Author:
Thirunavukkarasu Pranavan,Errington Steven P.,Sajad Amirsaman,Schall Jeffrey D.
Abstract
ABSTRACTPreviously, we have described the laminar organization of neurons in the supplementary eye field (SEF) that signal error, reward gain and loss, conflict, event timing, and goal maintenance. Here we describe the laminar organization of visually responsive neurons that were active during performance of a saccade stop-signal task.

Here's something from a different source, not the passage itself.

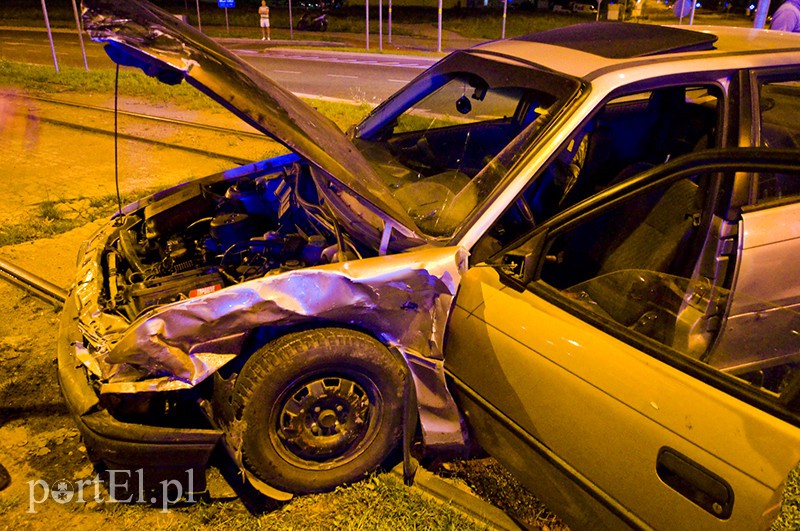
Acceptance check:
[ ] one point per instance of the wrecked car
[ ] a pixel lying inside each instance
(530, 246)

Nearly 40% of isolated neurons exhibited enhanced or suppressed responses to a visual target for a potential saccade, with the majority exhibiting enhanced activity and three-quarters with broad spikes. Visually responsive neurons were observed in all layers but were less common in layers 5 and 6. Response latencies were comparable to those reported previously, which are significantly later than those measured in occipital and temporal visual areas but overlapping those measured in cingulate cortex. Task-related visual response latency varied across cortical layers. Response latency was significantly earlier for neurons with narrow spikes. Neurons with task-related visual responses discharged until after saccade production. Around three-fifths of visually responsive neurons were most sensitive to the visual target appearing in one hemifield. Many neurons in layer 2 had ipsilateral receptive fields. Laminar current-source density aligned on visual target presentation revealed the earliest sink in layers 3 followed by a prolonged strong sink more superficially coupled with a weaker prolonged sink in layer 5 and a transient sink in layer 6. The current sink in layers 2 and 3 was stronger for ipsilateral stimuli. These findings reveal new details about visual processing in medial frontal cortex and complete the first catalogue of laminar organization of functional signals in a frontal lobe area.